Creatine Loading Phase: This is normally recommended to maximize the muscle store. During this phase, a large amount of creatine is consumed in a short period of time (64). Normally, it is 20 grams of creatine taken for 5-7 days regularly. This dose can also be divided into 5-gram serving, 4 times a day.
The amount may vary depending on your weight, therefore a more efficient way to determine your daily dose for the loading phase is multiplying your weight by 0.3 grams per kg or 0.01 grams per pound.
Studies have supported this and stated that this procedure can effectively boost your creatine stores by 10-40% (65).
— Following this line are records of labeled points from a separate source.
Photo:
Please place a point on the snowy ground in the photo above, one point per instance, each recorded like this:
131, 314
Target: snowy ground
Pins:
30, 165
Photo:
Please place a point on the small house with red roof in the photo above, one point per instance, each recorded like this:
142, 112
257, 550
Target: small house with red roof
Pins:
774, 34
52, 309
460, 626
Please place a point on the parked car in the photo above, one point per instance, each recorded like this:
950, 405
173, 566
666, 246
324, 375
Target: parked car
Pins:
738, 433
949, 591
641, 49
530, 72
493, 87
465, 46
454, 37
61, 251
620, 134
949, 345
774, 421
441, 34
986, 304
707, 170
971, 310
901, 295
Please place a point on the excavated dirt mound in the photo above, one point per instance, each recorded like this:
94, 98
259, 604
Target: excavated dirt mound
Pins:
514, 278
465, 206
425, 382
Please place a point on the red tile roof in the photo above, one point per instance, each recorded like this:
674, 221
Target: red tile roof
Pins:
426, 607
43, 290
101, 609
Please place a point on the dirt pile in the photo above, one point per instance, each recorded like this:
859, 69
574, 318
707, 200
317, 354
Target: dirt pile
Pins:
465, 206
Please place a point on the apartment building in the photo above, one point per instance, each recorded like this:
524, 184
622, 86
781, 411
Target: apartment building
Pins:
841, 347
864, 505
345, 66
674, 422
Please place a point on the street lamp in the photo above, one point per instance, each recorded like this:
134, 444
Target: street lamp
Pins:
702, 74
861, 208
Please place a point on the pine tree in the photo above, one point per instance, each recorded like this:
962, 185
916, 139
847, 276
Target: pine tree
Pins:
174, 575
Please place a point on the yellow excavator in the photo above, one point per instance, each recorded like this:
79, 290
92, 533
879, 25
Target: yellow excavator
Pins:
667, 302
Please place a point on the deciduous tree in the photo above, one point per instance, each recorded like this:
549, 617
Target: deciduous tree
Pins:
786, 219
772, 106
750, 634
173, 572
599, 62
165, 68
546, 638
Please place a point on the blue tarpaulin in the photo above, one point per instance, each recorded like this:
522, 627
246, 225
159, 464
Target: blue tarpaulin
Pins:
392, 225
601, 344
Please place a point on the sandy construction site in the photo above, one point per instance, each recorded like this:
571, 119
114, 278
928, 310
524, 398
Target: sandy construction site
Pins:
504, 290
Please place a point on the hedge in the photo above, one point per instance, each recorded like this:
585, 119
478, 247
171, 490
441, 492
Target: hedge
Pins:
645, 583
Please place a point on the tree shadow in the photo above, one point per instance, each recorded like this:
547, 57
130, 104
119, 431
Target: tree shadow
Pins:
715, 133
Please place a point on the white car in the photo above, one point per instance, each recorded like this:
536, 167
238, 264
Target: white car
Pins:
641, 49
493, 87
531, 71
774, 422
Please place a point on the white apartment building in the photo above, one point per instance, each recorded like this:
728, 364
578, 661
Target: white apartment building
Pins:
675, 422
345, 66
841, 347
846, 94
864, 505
Maintenance Phase: Once the loading phase is done and muscles are sufficiently saturated with creatine, a lower dose of creatine is taken as a maintenance dose. It ranges from 2-10 grams daily (66).
A Different Approach: If you are not a fan of creatine loading, then you can consider taking 3 grams daily for 28 days. This dose is equally effective at saturating your muscle with creatine.
Summary: Creatine dosage consists of two phases. The first one is the loading phase, where 20 grams of creatine is consumed daily for a week or so. This is followed by a maintenance phase which is 2-10 grams daily. 3 grams daily creatine supplement for 28 days have also been effective in muscle saturation.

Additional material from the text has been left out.